Kimura-m kimura-m at ba2.so-net.ne.jp
2012年 10月 9日 (火) 06:46:29 JST


<テント日誌 10/6(土)――経産省前テントひろば 391日目>
    <福島を生>き、<ふる里を生>きる柏崎刈羽の闘い
       〜柏崎刈羽現地交流バスツアーに参加して〜

10月6日(土) 曇り
 午前8時新宿西口前集合。東電の「世界最大の原子力発電所」のある柏崎刈羽現地交流会バスツアーへの参加である。今年3月、6号機が定期検査で停止し、東電管内の全原発は停止し、稼働原発ゼロの状態が続いている。だが6月の株主総会に提出された東電再建計画には来年夏までの再稼働が含まれている。
 福島原発の大事故があり、放射能災害が今なお進行中の現実として多くの人々が苦しみ続けている中で、柏崎刈羽原発は首都圏の私たちにとっても「そこにある危機」として、私たちの責任を問い続けている。なんとしてでもこの目で見、この耳で聞いて確かめておかねば・・・という思いに駆られてツアーに参加した。
 ツアーの案内人は地元出身で、長年ふる里の仲間とともに柏崎刈羽原発反対運動に加わってこられた菅井益郎さん。学者というより活動家そのものであった。
 刈羽村では村会議員をされている近藤さんが合流してずっと案内して下さった。彼は東京の大学に在学中から反対運動に加わり、大学をやめてふる里に帰り、魚を売り歩きながら運動をすすめ、村会議員になられたそうである。今もその形は変わっていないという。事実、初めて出会ったとき、彼は村会議員というより魚屋さんそのものであった。 
 原発マネーを湯水のように注ぎ込んで造られている施設を見、静かな日本海に面して立ち並ぶ原発の排気塔や防潮堤を見、鉄条網のフェンスを厳重に張り巡らした原発の敷地沿いの道を走る。それは米軍基地の敷地沿いを思い出させる。このあたりは柏崎刈羽砂丘と呼ばれ、砂丘の上に建つ原発は、当初からとうふの上に建つ原発として批判されてきたそうだ。柏崎刈羽原発は1〜4号機は柏崎市、5〜7号機は刈羽村と柏崎市にまたがって(2:1の割合か)立てられている。
 この時期日本海は静かで穏やかであったが、冬の時期には荒れ、4〜7mの高波となることも珍しくはないそうだ。だが東電の想定する津波の高さは4mそこそこだという。

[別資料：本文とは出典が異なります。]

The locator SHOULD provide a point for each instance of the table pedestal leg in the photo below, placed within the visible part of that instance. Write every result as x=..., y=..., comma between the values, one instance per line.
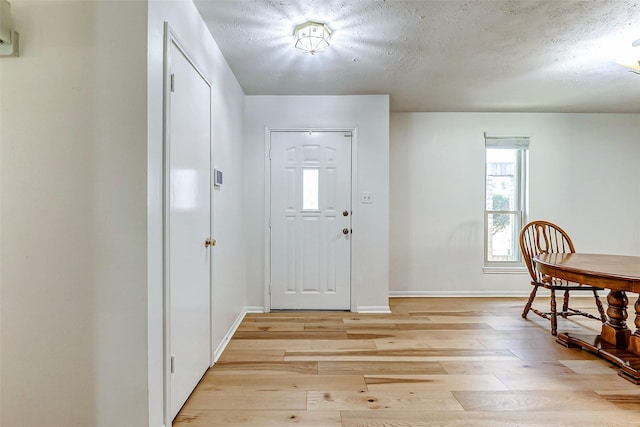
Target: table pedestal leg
x=615, y=330
x=634, y=340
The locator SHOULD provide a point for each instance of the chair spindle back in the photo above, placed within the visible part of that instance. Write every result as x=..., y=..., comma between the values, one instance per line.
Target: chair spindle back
x=542, y=237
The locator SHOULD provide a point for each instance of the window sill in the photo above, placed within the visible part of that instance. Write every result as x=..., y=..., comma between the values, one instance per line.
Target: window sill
x=505, y=270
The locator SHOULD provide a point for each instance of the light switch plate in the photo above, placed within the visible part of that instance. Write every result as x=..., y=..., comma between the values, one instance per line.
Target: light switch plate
x=366, y=197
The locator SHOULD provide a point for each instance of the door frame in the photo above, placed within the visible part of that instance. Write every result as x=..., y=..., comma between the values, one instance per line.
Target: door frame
x=170, y=37
x=267, y=204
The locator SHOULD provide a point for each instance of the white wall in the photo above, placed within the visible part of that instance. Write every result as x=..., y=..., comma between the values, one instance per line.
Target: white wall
x=81, y=186
x=74, y=282
x=370, y=115
x=583, y=176
x=229, y=282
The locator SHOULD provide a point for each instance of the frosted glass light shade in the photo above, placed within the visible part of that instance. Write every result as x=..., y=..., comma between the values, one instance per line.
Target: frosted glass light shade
x=630, y=58
x=312, y=37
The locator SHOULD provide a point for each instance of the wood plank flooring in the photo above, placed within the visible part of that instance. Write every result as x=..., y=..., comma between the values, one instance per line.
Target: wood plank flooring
x=432, y=362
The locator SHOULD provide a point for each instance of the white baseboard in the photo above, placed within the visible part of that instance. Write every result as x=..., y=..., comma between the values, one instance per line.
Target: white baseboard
x=373, y=309
x=232, y=330
x=458, y=294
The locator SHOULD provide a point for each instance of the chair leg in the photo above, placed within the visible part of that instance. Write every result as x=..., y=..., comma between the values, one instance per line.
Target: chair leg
x=603, y=316
x=565, y=304
x=527, y=307
x=554, y=313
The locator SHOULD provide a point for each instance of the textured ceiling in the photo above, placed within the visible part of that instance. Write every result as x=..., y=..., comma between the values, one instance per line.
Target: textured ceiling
x=453, y=55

 夜の交流会は圧巻だった。近藤さんの他に長年の反対運動の盟友、柏崎市の市会議員をされている矢部さん、高橋さんが加わり、さらに彼らの高校の恩師であり、運動の顧問とでもいうような80歳の佐藤さんが加わって、お話をされた。
 本当に長い闘いの歴史があった。烈しい闘いのようであった。と同時に集落ごとの住民組織が作られ、住民に根ざした闘いであったという。そして闘いはずっと途絶えることなく継続し、今も市議会議員、村会議員を維持するだけの力をもって続けられている。
 そういう闘いの上に3・11後、<福島>を間近に見、見据え、内面化しながら運動は新たな展開へと踏み出しているように思えた。お話を聞いていて、柏崎刈羽の人たちはいわば<福島を生きる>ということを意識されているのだと実感した。<福島>は<ふる里>に重なり、<福島を生きる>という意識と<ふる里を生きる>という意識は繋がっているのだと。それは切実なもののように感じられた。

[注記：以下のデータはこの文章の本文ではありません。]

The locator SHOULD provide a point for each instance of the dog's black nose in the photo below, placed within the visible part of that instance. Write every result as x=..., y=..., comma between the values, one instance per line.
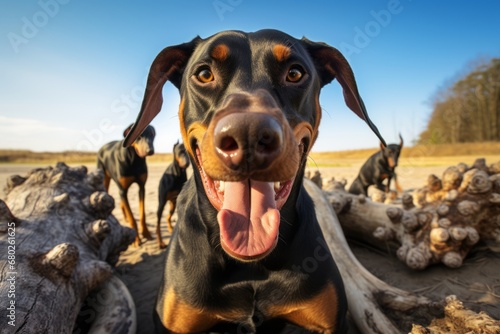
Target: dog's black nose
x=248, y=141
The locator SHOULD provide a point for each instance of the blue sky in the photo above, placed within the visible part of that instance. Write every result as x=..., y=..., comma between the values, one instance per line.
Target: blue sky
x=72, y=73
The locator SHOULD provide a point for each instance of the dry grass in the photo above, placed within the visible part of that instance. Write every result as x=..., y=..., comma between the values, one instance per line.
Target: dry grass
x=69, y=157
x=420, y=155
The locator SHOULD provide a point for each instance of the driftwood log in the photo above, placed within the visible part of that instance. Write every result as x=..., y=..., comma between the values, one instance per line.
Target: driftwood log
x=439, y=223
x=58, y=241
x=379, y=308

 実際、人口9万人の柏崎市に福島から1300人程が避難してきているそうだ。そして避難している人たちの話を聞いて胸に迫るものがあると目を潤ませながら話される。
 「ふる里は原発を許さない!」 それはもう選択の余地のない揺るぎなき確信、それ以外ではありえないという生き方、命そのものというように思われた。

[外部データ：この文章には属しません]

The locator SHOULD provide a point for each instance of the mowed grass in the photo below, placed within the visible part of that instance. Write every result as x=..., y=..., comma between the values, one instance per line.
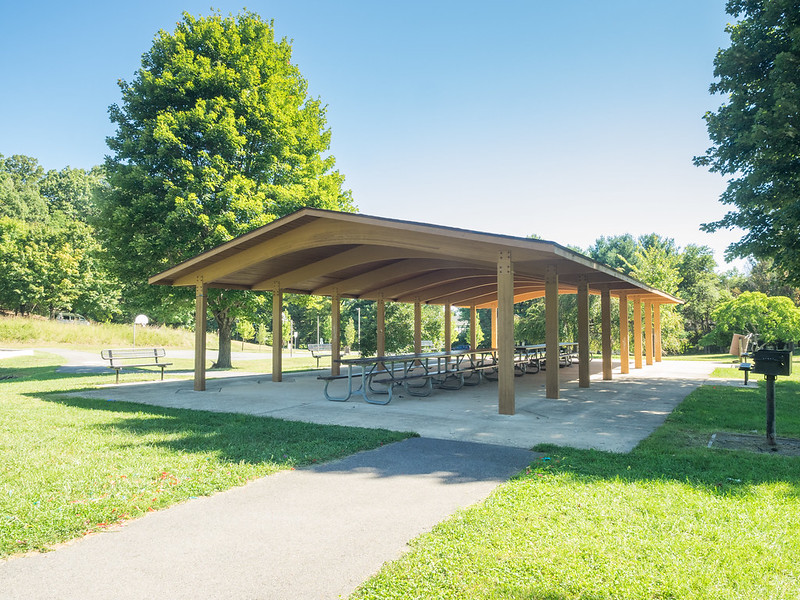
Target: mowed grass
x=71, y=466
x=671, y=520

 宿で美味しい魚と美味しい地酒をいただき、翌日には40億円をかけたというアミューズメント施設を見原発PR館を見学した。そこには福島第2原発の復旧が9割完了したというポスターも掲示されていた。東電は柏崎刈羽原発を再稼働し、さらには福島第2の再稼働も目論んでいるのだということをさりげなくアピールしているのだ。
 柏崎刈羽原発の再稼働を許さず、廃止へと推し進めていくこと、そのために柏崎刈羽や隣接地域の人たちと繋がりながら、私たちの最大限のことをなすこと、それは首都圏にあって<福島を生きる>ことを意識しようとする私たちの責務のように思える。